If the developer is unable to deploy a rapid fix, then it is unlikely that they are developing securely. The other scenarios that I also use are:

• Close a logical security issue such as locking down how users can create an account.
• Update a configuration to prevent system leaks user information.
• Update a configuration of the server to prevent leakage of system details.
• “Rolling back” an update that introduced a security issue.

While a rapid deployment can be faked, or completed rapidly once off, if a CI/CD is not in place it is an indicator that the system is not being built in repeatable way, may be susceptible to a supply chain attack, and cannot roll out security fixes in a timely manner. This last point is even more critical with the number of exploits gaining proof of concepts shortly after being patched by the vendor.

Audit questions for the developer

To further evaluate the security of the software, I ask the developer a series of audit questions. These questions help assess their understanding of secure coding practices and their implementation. Here are some sample questions:

1. Secure Coding Practices:
   • What is your understanding of the OWASP top 10?
   • How do you ensure that your code is free from common vulnerabilities such as SQL injection and XSS?
2. Code Reviews:
   • Are code reviews conducted? If so, what is the process?
   • How do you ensure that security issues are identified and addressed during code reviews?
3. Dependency Management:
   • How do you manage third-party dependencies?
   • How do you ensure that the dependencies you use are free from known vulnerabilities?
   • How do you ensure that the dependencies on your local development environment are the same versions as the ones in the production environment?
4. Authentication and Authorization:
   • How do you handle user authentication and authorisation?
   • What measures do you take to ensure that only authorised users can access sensitive data and functionalities?
5. Data Protection:
   • How do you protect sensitive data, both in transit and at rest?
   • What encryption methods do you use to secure data?
   • How are the application credentials protected?
6. Security Testing:
   • What security testing tools do you use?
   • How often do you perform security testing on your codebase?
7. Testing, Staging, Production:
   • What sort of separation is there between the environments?
   • What data is used in the development, testing, staging environments?

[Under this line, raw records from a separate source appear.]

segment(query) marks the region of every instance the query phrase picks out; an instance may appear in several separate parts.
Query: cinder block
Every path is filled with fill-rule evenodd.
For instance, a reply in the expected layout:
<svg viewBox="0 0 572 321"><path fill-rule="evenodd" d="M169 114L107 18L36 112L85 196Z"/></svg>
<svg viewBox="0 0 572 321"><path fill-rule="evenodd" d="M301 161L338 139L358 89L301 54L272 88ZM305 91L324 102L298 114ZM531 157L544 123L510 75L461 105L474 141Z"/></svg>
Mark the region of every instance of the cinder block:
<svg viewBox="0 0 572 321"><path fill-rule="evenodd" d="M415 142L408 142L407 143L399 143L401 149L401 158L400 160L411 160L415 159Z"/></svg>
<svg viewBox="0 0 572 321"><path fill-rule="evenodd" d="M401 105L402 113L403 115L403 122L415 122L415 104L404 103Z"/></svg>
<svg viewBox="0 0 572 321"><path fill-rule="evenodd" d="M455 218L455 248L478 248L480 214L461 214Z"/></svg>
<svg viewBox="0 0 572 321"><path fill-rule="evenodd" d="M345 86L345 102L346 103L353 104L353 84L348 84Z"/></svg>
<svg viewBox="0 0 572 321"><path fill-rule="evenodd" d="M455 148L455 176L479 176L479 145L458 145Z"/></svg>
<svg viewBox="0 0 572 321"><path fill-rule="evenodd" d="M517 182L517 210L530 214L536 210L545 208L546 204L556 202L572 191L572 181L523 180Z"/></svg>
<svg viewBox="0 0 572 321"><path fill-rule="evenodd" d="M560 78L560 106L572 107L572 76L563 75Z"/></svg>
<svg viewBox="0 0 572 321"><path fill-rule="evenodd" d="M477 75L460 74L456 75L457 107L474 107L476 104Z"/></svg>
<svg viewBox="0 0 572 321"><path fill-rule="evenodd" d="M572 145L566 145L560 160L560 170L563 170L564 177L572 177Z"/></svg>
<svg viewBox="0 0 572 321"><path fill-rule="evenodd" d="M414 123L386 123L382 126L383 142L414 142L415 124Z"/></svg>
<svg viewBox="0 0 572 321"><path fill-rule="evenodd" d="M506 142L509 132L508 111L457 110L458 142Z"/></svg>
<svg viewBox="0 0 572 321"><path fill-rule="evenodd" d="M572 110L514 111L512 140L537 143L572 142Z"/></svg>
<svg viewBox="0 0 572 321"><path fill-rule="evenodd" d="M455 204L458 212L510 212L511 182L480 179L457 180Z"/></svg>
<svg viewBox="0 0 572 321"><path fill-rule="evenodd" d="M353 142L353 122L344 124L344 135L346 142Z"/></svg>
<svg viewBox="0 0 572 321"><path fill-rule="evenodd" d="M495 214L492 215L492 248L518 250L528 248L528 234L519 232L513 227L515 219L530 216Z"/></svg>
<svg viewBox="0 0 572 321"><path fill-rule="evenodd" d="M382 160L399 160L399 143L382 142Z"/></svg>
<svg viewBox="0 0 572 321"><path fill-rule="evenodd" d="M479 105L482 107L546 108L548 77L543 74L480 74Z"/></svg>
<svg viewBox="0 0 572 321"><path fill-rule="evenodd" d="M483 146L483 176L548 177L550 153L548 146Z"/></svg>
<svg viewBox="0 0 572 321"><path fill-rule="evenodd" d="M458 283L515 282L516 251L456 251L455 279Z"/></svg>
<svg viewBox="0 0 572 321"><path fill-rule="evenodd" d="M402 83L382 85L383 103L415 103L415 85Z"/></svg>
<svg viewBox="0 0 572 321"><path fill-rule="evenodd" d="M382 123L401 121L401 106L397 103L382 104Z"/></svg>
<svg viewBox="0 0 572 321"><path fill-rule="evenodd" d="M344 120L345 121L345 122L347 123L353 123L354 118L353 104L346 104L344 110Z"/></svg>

By asking these questions, I can gain a better understanding of the developer’s approach to security and identify any potential gaps in their practices.

But is it developed securely?

The purpose of this process is to ensure that I can believe the answer that the developer gave me of: “The software is developed securely”. And I can believe the consideration for specific security requirements has been taken on during the development. While not every test needs to be met, the majority should be, especially when industry standards and best practices have established defined SSDLCs. Without this adherence, it is difficult to trust the developer is developing securely.

Additionally, the risk profile of the client, project, or system plays a crucial role in this assessment. This also has the effect of getting to understand the specific implementations that the developer has done so as not to be checklist risk management.